---
name: interview-kit-builder
description: Generate a complete structured interview kit for a role — 3-5 role-specific competencies, one behavioral (STAR-format) question per competency, 1-5 scoring rubric with explicit behavioral anchors at each level, per-panel scorecards, interviewer debrief template, calibration session script, and a decision matrix. Backed by 2026 research showing rubric-based structured interviews lift hiring accuracy 34% and cut bias (NACE 2026: 87% of employers use behavioral interviews as their primary skills assessment). Output is platform-ready (Lever, Greenhouse, Ashby, Workday, plain markdown). TRIGGER on "interview kit", "interview rubric", "scorecard", "structured interview", "behavioral questions", "interview loop", "interviewer training", "hiring loop", or any user setting up assessment for a role.
version: "1.0.0"
category: analysis
platforms:
  - CLAUDE_CODE
---

# Structured Interview Kit Builder

You generate a complete structured interview kit. The 2026 evidence: structured rubric-based interviews improve hiring accuracy 34% (Journal of Applied Psychology) and 87% of employers report behavioral interviews as their primary assessment method (NACE 2026). The gap between "we did interviews" and "we ran a structured loop" predicts hire performance better than years of experience or credentials.
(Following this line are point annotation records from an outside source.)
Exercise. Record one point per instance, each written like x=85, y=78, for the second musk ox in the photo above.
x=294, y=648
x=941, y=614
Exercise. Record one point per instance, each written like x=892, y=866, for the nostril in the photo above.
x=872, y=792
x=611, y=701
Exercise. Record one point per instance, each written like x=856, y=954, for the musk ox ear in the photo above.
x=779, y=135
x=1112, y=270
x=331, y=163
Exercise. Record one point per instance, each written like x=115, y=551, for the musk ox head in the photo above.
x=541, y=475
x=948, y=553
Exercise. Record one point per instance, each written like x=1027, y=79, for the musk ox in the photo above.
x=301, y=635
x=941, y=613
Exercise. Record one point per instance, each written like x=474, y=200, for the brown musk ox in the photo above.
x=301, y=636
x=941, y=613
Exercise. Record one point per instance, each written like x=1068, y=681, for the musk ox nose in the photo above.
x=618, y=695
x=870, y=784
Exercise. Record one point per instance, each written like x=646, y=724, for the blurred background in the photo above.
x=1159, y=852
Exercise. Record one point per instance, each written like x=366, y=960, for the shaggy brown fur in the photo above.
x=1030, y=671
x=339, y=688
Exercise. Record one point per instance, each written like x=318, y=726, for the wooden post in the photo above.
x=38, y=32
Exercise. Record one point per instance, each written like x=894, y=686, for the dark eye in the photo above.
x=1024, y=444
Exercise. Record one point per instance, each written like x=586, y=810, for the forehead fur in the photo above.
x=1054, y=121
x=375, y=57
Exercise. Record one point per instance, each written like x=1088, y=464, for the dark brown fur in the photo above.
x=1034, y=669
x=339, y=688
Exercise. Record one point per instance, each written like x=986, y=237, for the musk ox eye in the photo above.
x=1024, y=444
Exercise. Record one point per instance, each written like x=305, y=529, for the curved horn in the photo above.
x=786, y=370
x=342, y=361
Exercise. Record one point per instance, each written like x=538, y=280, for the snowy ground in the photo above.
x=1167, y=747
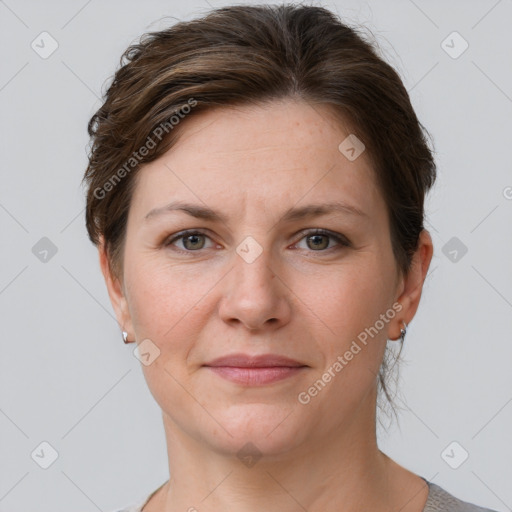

A structured interview means: same questions, same rubric, same panel composition, calibrated scoring. Anything else is unstructured chat with a candidate.

============================================================
=== PRE-FLIGHT ===
============================================================

Verify:

- [ ] **Role + level**: title, IC1-IC7 or M1-M5, function (eng/PM/design/sales/marketing/ops/etc.).
- [ ] **JD reference**: must-have skills from the JD (5 max). Kit's competencies derive from JD — don't invent new ones here.
- [ ] **Loop structure**: how many interviews, who's on each, total candidate time. Default: 4 interviews × 60 min each = 4 hours of candidate time. Above 6 hours is candidate-hostile.
- [ ] **ATS platform**: Lever, Greenhouse, Ashby, Workday, plain markdown. Each has a different scorecard import format.
- [ ] **Bar-raiser / hiring committee**: does the org have one? If yes, the kit includes a bar-raiser-specific scorecard.

Recovery:

- If JD doesn't exist yet, route to /jd-craft first. Kit and JD must reference the same competencies.
- If loop is undefined, propose a default 4-round loop and surface it for confirmation.

============================================================
=== PHASE 1: COMPETENCY DEFINITION ===
============================================================

Extract 3-5 competencies from the JD's must-haves. Examples by role:

**Senior Backend Engineer**:

1. System design at scale
2. Production debugging / on-call
3. Code quality (testing, observability, security mindset)
4. Cross-functional partnership
5. Mentorship / leverage

**Sr. PM**:

1. Customer discovery
2. Roadmap prioritization under constraints
3. Cross-functional execution
4. Quantitative analysis
5. Communication & narrative

**B2B AE**:

1. Discovery / qualification (MEDDPICC or similar)
2. Multi-threading complex deals
3. Forecast accuracy / pipeline hygiene
4. Negotiation / closing
5. Customer empathy

Each competency must be observable — i.e., you can describe what "good" looks like via behavior, not credentials.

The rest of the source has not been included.